Pendamping perjalanan digital Anda
Penerapan kecerdasan buatan (AI) dalam industri pariwisata Indonesia memasuki babak baru dengan diluncurkannya MaiA (Kecerdasan Buatan Indonesia yang Teliti) – sebuah sistem AI yang berfokus pada wisatawan yang diperkenalkan oleh Kementerian Pariwisata Indonesia sebagai bagian dari program Pariwisata 5.0 yang diprioritaskan negara.
Peluncuran MaiA bertujuan untuk mengimplementasikan komitmen pemerintah Indonesia dalam membangun ekosistem pariwisata yang cerdas, inklusif, dan berkelanjutan. MaiA bukan hanya inovasi teknologi, tetapi juga mewakili semangat baru dalam layanan pariwisata Indonesia.

Menteri Pariwisata Widiyanti Putri Wardhana memperkenalkan aplikasi kecerdasan buatan MaiA, sebuah platform yang berfokus pada wisatawan di bawah program Pariwisata 5.0.
Melalui platform Indonesia.Travel yang sudah ada, MaiA dirancang untuk menghubungkan wisatawan secara lebih cerdas dengan destinasi, pengalaman, dan layanan di seluruh Indonesia. MaiA bertindak sebagai "pendamping perjalanan" digital, memahami kebutuhan wisatawan, menginspirasi perjalanan, dan menciptakan rute instan untuk membantu wisatawan menjelajahi Indonesia dengan lebih percaya diri dan nyaman. Dengan mengintegrasikan AI ke dalam proses perencanaan perjalanan dan pengambilan keputusan, aplikasi ini mendukung perjalanan yang lancar sekaligus memberikan akses mudah kepada wisatawan terhadap informasi yang tepat waktu dan relevan.
Teknologi ini diharapkan menjadi pengelola cerdas dan pendamping digital, melalui berbagai fitur inti: Rekomendasi destinasi yang dipersonalisasi sesuai dengan preferensi dan perilaku pengguna; pembuatan rencana perjalanan otomatis yang memungkinkan wisatawan untuk membuat dan menyesuaikan rute secara instan; peta interaktif untuk membantu wisatawan menavigasi destinasi dengan lebih mudah dan percaya diri; dan ringkasan informasi destinasi multibahasa, yang mendukung pasar sumber internasional dan meningkatkan aksesibilitas.
Dengan fitur-fitur unggulan ini, MaiA dianggap sebagai antarmuka utama antara layanan pariwisata Indonesia dan wisatawan global, sekaligus menyediakan kerangka kerja untuk kegiatan integrasi di masa mendatang dengan mitra industri.
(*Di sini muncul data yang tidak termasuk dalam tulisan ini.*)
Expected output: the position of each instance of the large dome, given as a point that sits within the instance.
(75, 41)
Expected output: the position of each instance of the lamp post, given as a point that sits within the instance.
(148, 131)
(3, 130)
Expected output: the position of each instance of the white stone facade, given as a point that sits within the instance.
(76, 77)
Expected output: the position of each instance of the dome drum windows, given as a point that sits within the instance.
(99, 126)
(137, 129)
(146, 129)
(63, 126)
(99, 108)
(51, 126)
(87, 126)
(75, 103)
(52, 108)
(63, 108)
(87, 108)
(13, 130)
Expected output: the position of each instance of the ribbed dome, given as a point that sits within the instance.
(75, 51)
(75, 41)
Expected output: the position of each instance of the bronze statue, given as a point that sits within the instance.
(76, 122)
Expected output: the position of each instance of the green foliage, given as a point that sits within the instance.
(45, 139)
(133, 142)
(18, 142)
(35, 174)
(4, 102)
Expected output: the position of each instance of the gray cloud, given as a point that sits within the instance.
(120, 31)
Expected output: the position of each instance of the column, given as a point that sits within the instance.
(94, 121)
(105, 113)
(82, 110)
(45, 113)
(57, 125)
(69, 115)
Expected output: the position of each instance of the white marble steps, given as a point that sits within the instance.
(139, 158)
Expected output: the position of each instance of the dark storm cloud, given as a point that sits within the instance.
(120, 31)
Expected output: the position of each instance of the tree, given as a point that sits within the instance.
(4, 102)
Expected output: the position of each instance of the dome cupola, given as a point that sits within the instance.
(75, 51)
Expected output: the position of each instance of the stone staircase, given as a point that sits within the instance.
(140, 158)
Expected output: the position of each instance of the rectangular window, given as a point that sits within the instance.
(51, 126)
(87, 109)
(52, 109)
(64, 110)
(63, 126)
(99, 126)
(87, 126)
Strategi Pariwisata 5.0 Indonesia

Gambar ilustrasi.
Bagi Indonesia, pengembangan AI di industri pariwisata melalui MaiA merupakan strategi untuk memenuhi ekspektasi wisatawan global yang terus berubah, yang mencerminkan kebutuhan mereka yang semakin meningkat akan pengalaman perjalanan yang personal, efisien, dan mudah diakses melalui saluran digital.
Kehadiran MaiA diharapkan dapat meningkatkan daya saing Indonesia di kancah internasional, melengkapi infrastruktur fisik dan mengembangkan destinasi dengan layanan yang lebih cerdas dan berbasis data. Bersamaan dengan itu, MaiA mendukung upaya pemerintah untuk mengembangkan pariwisata berkelanjutan dan ramah pengguna dengan mengintegrasikan perangkat digital dengan tujuan kebijakan yang lebih luas yaitu inklusivitas dan ketahanan. MaiA diharapkan dapat memberikan nilai tambah nyata bagi wisatawan sekaligus memperkuat posisi Indonesia sebagai destinasi yang inovatif dan relevan dalam lanskap pariwisata global yang semakin kompetitif.
Pemerintah Indonesia telah menetapkan Program Ekosistem Pariwisata 5.0 sebagai prioritas nasional, dengan MaiA sebagai platform inti yang menunjukkan bahwa AI untuk pariwisata Indonesia akan dikembangkan dalam ekosistem kolaboratif yang lebih luas, bukan sebagai alat yang berdiri sendiri.
Dengan menggabungkan AI adaptif, desain yang berpusat pada wisatawan, dan kerangka kebijakan yang berfokus pada keberlanjutan, MaiA diharapkan menjadi pilar utama dalam industri pariwisata Indonesia. Alat ini akan memberikan dan mengelola pengalaman pariwisata – mendukung program transformasi digital negara dan pergeseran industri menuju pertumbuhan yang lebih cerdas dan bertanggung jawab.